Vi chiederete come sia dal vivo il modello più famoso del mondo, colui il cui spot pubblicitario per un profumo D&G è stato cliccato quasi 12 milioni di volte su internet. Posso garantirvi che, benché vestito, appare proprio come quando esce dalle acque, con lo slippino bianco, davanti ai faraglioni di Capri. Anzi, meglio. Se nella pubblicità, con lo scopo di eccitare i consumatori di entrambi i sessi, viene accentuato da una scaltra regia il suo coté muratoriale, quell’aspetto di forza grezza conquistata lavorando in cantiere, dal vivo pare più aggraziato, pensoso, e, per via degli occhiali (è miope), se non addirittura intellettuale quantomeno sognante. Impossibile tuttavia non notare, mentre mi parlava col gomito sinistro poggiato sul ginocchio, la tensione muscolare che gli metteva in rilievo la spalla, gonfia di muscoli e di ossa, grande come la testa di un uomo adulto e francamente impressionante per il richiamo a quella di un bronzo di Riace.
“Siamo tutti padroni di noi stessi,” mi dice, spiegando la situazione economico-lavorativa della sua famiglia. “I miei, che erano di origini umili, si sono impegnati duramente tutta la vita. Me li ricordo sempre al lavoro, anche di sera, nel tentativo di conquistare ogni volta qualcosa di più. Oggi hanno imprese di spedizione, proprietà immobiliari, agenzie di viaggi. E mia sorella, che ha tre figli che adoro, ha un ristorante in Spagna e molti interessi economici in Thailandia”. Ecco perché sente la necessità di restituire al mondo un po’ di tutto quello che la vita ha dato a lui e alla sua famiglia, impegnandosi in diversi progetti umanitari in favore di bambini e animali.

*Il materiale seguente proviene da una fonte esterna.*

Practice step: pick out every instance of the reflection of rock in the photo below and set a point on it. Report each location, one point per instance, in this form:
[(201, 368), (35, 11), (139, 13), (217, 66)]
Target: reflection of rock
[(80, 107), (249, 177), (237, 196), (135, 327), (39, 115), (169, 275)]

Cerco di estorcere al bel David qualche indicazione sul tipo di donne che gli piacciono (non si sa mai che possa tornare utile alle lettrici). Ma è un osso duro: ha fatto del suo marchio una religione, e vuole quanti più fedeli possibile. Niente e nessuno dev’essere escluso dal culto/business. Cosa non gli piace? Nulla. “Piuttosto ci sono tante cose che mi piacciono e che non riesco a fare per via del lavoro, per esempio essere presente alla nascita dei nipoti o a un evento famigliare”. Ritento. Le donne ti piacciono brune o bionde, skinny o curvy? Niente. “Sono uscito per anni con modelle alte e magre e brune e ora sto con una cantante (Molly, ndr) piccola e bionda”. Come preferisci che si vesta una donna? Silenzio. Insisto. Immagina di essere in un bel locale, e che a un tavolo vicino al tuo ci sia una donna affascinante, sola: cosa indossa quella donna? Silenzio, di nuovo. Coi jeans e le infradito? Con un vestito e i tacchi? Alla fine, risponde: “Tutte le ragazze che frequento amano i miei cardigan più costosi, quelli di Dolce &Gabbana. E infatti mi spariscono sempre!”.

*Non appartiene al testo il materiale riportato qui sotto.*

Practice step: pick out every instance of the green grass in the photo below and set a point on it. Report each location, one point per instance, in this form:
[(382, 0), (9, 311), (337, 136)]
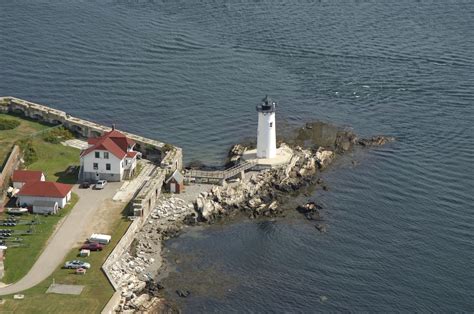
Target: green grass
[(9, 137), (19, 260), (94, 297), (54, 160)]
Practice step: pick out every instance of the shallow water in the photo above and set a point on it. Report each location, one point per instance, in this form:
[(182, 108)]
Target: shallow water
[(400, 231)]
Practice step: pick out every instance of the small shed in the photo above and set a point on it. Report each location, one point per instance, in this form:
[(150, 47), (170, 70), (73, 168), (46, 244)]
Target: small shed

Quest’uomo, insomma, è un vero professionista. Non frustra le attitudini e i sogni di nessuna ragazza, e al contempo fa felice il suo principale cliente. Naturalmente mi preoccupo per lui. Si prova sempre un po’ d’ansia per chi è sulla cresta dell’onda, desiderando che sappia trasformarsi e vivere una seconda parte della vita altrettanto soddisfacente. Così, quando gli chiedo del futuro e delle sue passioni, scopro che ha già in serbo infinite altre strade di successo: creare una linea di design per la casa, progettare apps sui temi del benessere, del gusto, della sartorialità, occuparsi di “modeling” da dietro le quinte… Tutto studiato e previsto e programmato. Solo, per ora, intravedo in lui una vaga, tenue, affascinante ombra melanconica: “Il problema del mio lavoro è che può farti sentire profondamente solo. All’inizio è un’avventura, perché sei sempre in viaggio. Ma è un’avventura che a lungo andare può diventare noiosa, perché si spreca un sacco di tempo ad aspettare. Code all’aeroporto. Altre attese mentre si occupano dei tuoi capelli e del make up. E poi ogni sera un albergo diverso, una stanza che non è la tua… Puoi sentirti veramente solo”. Ecco: abbinate questa struggente confessione di solitudine alla magia delle note e del testo di una vecchia canzone di Jackson Browne, The road, e vi ritroverete di colpo innamorate del bel David, dimentiche delle probabili noie procurate da tutte le sue ore di palestra e dal suo duro regime alimentare. Vorrete solo correre da lui per tenergli compagnia nella luce livida degli aeroporti, nelle stanze solitarie, nelle strade notturne di città sconosciute.